Open RehanSaeed opened this issue 9 years ago • 15 comments

Moved from https://github.com/xunit/xunit/issues/857. It would be incredibly useful if I could do something like this in my functional tests:

dotnet test --environment 'Production'

Instead of having to set the ASPNETCORE_ENVIRONMENT environment variable before running the test and then resetting it at the end of the test. The other advantage is that you can run more than one set of tests at the same time which is important for build machines.

RehanSaeed avatar Mar 28 '17 07:03 RehanSaeed

@RehanSaeed as a workaround on Mac & Linux you can do this: ASPNETCORE_ENVIRONMENT=Production dotnet test

Unfortunately, it doesn't work on Windows.

dzirkler avatar Apr 24 '17 03:04 dzirkler

Ho thanks @dzirkler, it means I can do this on Bash on Windows 10 that's cool. Unfortunately the issue still exist for build machines...

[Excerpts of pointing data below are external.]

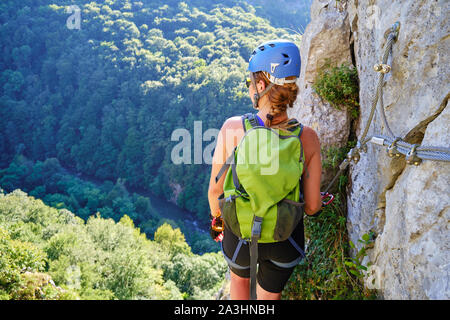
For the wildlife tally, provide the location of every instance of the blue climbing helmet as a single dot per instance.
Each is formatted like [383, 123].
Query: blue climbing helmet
[278, 59]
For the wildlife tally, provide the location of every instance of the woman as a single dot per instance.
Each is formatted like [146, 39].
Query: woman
[274, 67]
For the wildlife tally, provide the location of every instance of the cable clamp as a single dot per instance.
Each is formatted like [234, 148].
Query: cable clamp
[392, 149]
[411, 156]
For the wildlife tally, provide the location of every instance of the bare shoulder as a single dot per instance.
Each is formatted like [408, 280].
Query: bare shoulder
[310, 135]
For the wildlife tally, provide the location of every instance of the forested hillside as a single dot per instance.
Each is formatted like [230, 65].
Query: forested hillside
[103, 99]
[48, 253]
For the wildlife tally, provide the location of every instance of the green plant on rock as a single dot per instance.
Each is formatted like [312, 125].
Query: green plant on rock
[339, 85]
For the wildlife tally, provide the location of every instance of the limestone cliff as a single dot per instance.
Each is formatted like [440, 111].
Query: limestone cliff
[407, 206]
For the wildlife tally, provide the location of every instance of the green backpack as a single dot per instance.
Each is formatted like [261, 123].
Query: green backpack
[261, 202]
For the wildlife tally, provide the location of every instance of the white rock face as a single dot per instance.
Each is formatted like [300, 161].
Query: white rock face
[326, 37]
[408, 207]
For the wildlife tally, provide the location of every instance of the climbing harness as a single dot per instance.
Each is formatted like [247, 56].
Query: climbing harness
[396, 146]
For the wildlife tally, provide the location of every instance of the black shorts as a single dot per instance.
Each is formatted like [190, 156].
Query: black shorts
[271, 277]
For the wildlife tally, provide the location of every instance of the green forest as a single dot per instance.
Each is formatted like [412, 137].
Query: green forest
[87, 112]
[103, 99]
[48, 253]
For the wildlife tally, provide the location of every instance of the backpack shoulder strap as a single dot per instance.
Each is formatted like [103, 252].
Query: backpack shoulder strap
[252, 121]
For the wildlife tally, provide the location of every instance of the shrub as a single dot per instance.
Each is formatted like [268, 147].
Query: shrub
[339, 86]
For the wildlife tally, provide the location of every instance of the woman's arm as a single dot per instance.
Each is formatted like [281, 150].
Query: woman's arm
[311, 177]
[227, 139]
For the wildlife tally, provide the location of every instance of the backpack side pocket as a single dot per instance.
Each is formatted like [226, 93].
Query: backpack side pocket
[289, 215]
[228, 210]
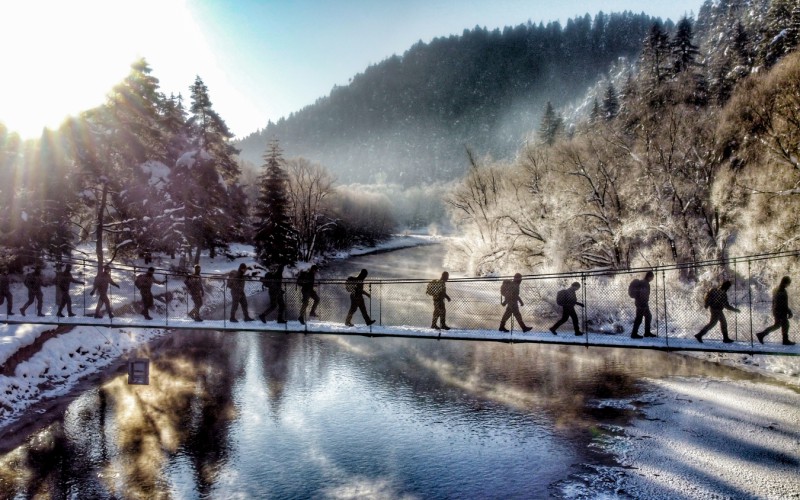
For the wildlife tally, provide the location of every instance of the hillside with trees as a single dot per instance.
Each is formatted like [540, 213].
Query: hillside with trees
[696, 158]
[409, 119]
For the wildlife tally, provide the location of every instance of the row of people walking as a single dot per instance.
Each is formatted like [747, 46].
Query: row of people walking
[716, 300]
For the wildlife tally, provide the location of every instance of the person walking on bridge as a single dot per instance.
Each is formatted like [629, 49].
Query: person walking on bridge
[236, 283]
[63, 280]
[144, 282]
[438, 290]
[639, 291]
[355, 286]
[306, 281]
[33, 282]
[717, 301]
[567, 299]
[5, 292]
[509, 297]
[273, 280]
[194, 285]
[780, 312]
[100, 286]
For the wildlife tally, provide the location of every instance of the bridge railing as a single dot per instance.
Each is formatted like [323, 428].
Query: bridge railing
[675, 302]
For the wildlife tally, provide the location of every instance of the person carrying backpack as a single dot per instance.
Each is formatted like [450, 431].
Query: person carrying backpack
[509, 296]
[144, 283]
[101, 282]
[63, 280]
[567, 299]
[5, 292]
[33, 282]
[194, 285]
[717, 301]
[355, 287]
[639, 291]
[438, 290]
[236, 282]
[305, 279]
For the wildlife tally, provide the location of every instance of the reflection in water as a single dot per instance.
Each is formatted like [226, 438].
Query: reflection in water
[298, 416]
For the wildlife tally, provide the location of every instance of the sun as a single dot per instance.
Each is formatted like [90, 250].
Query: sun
[63, 57]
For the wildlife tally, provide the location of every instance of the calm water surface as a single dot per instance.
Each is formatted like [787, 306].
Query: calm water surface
[244, 415]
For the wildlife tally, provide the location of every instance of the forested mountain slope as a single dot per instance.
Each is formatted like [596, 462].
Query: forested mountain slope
[410, 118]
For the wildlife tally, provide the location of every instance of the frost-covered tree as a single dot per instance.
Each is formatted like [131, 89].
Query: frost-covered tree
[309, 187]
[275, 236]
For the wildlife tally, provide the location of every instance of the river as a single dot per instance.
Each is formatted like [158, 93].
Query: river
[246, 415]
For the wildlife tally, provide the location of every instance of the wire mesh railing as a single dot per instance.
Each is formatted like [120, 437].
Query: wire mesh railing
[676, 304]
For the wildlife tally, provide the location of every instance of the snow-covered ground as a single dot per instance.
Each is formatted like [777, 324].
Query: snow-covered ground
[65, 359]
[703, 438]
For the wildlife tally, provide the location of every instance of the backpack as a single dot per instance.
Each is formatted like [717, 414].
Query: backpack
[505, 289]
[350, 285]
[140, 281]
[561, 297]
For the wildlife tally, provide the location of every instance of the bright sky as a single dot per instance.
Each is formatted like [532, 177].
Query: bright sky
[260, 59]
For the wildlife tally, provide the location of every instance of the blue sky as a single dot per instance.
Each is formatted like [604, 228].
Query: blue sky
[261, 60]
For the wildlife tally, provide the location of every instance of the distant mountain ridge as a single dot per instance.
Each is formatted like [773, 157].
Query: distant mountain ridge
[410, 118]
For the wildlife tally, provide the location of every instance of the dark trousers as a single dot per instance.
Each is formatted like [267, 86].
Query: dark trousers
[512, 309]
[64, 300]
[309, 295]
[239, 300]
[102, 300]
[781, 322]
[9, 300]
[357, 302]
[276, 302]
[33, 295]
[197, 301]
[568, 312]
[717, 316]
[642, 312]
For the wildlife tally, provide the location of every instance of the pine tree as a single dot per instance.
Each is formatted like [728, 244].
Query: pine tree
[275, 237]
[551, 126]
[610, 102]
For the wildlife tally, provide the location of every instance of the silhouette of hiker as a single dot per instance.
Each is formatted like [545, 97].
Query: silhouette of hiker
[438, 290]
[639, 291]
[509, 297]
[63, 280]
[355, 286]
[236, 282]
[100, 286]
[194, 285]
[780, 312]
[567, 299]
[5, 292]
[33, 282]
[144, 283]
[273, 280]
[717, 301]
[306, 281]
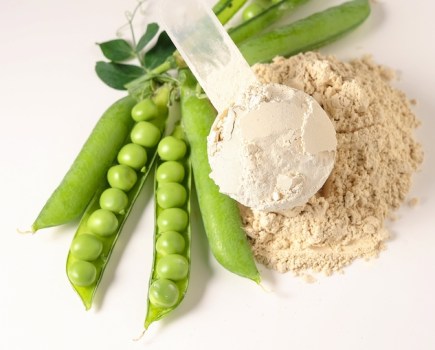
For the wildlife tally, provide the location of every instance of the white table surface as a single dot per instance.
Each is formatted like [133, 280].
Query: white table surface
[50, 100]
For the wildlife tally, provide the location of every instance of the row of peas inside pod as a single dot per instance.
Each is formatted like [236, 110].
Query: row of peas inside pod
[171, 265]
[105, 216]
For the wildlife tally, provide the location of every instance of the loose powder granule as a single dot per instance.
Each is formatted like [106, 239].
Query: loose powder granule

jmevel avatar Apr 24 '17 03:04 jmevel

Does not the following workaround work in cmd?

ASPNETCORE_ENVIRONMENT=Production && dotnet test

lski avatar Dec 13 '17 18:12 lski

This commands work for me:

  • powershell
($env:ASPNETCORE_ENVIRONMENT="Staging") | dotnet test -v n
  • windows batch:
Set "ASPNETCORE_ENVIRONMENT=Staging" && dotnet test -v n

In both cases environment variable ASPNETCORE_ENVIRONMENT is set for current session only - you can check that it is right by opening other powershell/bat windows and type:

  • powershell:
(get-item env:ASPNETCORE_ENVIRONMENT).Value
  • windows batch:
echo %ASPNETCORE_ENVIRONMENT%

abakumov-v avatar Mar 16 '18 15:03 abakumov-v

What's the meaning of setting an environment variable as VARIABLE = env_value && dotnet test? Does this workaround apply for dotnet vstest? And the last question, is it required to reset the environment variable back to ?? (don't know what's the default value when executing outside VS's launchSettings) after the dotnet test or dotnet vstest has finalised?

I am also looking to have some appsettings.Test.json settings file with values for integration/component tests and configure my Gitlab CI/CD to execute the tests under some specific enviroment so that these settings are used

iberodev avatar Dec 31 '18 09:12 iberodev

Is there another way to define inside some json file, which environment variables will be passed to the application when running from a test runner?

When running the ASP.NET Core projects, who is responsible for reading the launchSettings.json and setting the environment variables? Is it done by dotnet-cli or is it a Visual Studio specific way of setting env vars?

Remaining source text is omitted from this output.